Path-dependent approach to estimate chlorine wall demand coefficient in water distribution system

A novel approach to calibrate pipe wall demand coefficients for chlorine decay using an input-output model framework is proposed. The input-output model of water quality in water distribution system developed in this research is presented as a particle (water parcel) backtracking algorithm, which provides information that is not available using traditional simulation approaches: the various paths that water takes between a particular input source and output node, and their associated time delays and impact on output node water quality. Such information constitutes a complete description of the input-output behavior under typical assumption of first-order chemical decay or production reactions.

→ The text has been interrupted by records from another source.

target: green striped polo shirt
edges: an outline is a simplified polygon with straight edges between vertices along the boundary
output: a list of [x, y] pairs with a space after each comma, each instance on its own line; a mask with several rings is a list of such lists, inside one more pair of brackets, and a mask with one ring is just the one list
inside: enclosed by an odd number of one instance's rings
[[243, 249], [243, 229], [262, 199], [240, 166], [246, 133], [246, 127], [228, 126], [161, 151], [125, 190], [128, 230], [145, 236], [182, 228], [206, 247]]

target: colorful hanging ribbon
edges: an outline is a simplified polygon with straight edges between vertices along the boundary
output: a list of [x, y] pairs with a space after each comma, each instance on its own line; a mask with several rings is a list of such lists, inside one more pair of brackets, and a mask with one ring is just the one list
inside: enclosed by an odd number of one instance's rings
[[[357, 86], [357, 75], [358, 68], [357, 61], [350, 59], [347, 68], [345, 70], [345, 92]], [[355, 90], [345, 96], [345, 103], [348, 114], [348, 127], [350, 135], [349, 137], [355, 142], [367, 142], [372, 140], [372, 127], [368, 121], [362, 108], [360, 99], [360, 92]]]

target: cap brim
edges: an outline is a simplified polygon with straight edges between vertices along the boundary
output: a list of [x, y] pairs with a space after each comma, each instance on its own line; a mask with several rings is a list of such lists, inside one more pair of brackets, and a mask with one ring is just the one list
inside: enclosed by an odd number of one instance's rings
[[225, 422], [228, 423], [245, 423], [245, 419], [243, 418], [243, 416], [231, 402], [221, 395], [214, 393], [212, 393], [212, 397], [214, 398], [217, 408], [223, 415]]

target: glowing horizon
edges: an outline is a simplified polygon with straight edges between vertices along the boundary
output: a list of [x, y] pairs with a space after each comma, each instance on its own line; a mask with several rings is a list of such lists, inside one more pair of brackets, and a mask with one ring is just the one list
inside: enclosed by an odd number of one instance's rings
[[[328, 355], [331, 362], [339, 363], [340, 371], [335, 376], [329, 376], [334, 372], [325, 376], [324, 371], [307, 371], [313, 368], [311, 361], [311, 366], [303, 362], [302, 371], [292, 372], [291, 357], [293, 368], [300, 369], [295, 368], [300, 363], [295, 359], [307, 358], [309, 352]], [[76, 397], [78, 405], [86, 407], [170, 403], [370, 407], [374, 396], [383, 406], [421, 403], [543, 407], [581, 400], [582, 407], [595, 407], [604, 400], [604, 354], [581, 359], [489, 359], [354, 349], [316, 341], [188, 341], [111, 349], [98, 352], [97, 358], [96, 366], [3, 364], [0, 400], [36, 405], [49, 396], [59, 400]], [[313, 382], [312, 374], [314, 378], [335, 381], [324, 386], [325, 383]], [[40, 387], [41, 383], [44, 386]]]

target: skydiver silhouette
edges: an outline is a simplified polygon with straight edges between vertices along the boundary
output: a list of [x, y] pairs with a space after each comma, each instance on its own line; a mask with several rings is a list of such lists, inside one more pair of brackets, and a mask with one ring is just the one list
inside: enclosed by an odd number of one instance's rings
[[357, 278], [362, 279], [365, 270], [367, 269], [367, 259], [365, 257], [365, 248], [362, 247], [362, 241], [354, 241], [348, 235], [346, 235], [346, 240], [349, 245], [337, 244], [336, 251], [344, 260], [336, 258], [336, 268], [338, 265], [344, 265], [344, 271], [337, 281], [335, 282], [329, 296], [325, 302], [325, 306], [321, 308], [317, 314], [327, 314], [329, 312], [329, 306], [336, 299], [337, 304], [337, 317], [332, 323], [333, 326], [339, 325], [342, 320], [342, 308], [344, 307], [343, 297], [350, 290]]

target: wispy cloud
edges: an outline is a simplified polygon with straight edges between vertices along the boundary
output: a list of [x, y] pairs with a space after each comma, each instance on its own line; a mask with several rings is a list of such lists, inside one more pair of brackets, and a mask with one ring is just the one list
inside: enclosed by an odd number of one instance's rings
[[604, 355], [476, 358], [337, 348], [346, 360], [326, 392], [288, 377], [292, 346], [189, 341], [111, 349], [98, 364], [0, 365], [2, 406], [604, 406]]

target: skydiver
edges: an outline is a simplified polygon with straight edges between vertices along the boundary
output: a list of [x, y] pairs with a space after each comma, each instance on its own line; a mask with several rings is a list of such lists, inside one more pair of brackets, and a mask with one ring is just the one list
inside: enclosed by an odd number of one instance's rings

Therefore the chlorine concentration at "downstream" locations can be expressed explicitly as a function of concentration at "upstream" locations, and pipe wall demand coefficients. This not only expedites the computational efficiency of the parameter estimation algorithm, but frees the field study to consider chlorine concentration sampling at any location in a network. Chlorine measurement and hydraulic model errors will cause uncertainty in wall demand coefficient estimates and this should be taken into consideration in sampling design. In this research, sensitivity-based method is developed to select chlorine measurement locations for the purpose of getting reliable estimates of wall demand coefficients. The impact of hydraulic error on wall demand coefficient estimation of different designs is compared using a heuristic representing the sensitivity of modeled chlorine concentration to hydraulic error. Chlorine measurement errors are also considered and a D-optimal design algorithm is applied to select chlorine measurement locations. This proposed approach is suboptimal, yet efficient and practical, and considers both hydraulic and chlorine measurement errors. A field study is conducted in a southern U.S. utility as an application of the parameter estimation approach. A tracer study is implemented and the conductivity measurements are used to calibrate an existing hydraulic model through a manual approach. Chlorine concentrations are monitored continuously both at water source and within the distribution system. The wall demand coefficient is calibrated, assuming all pipes have the same demand coefficient.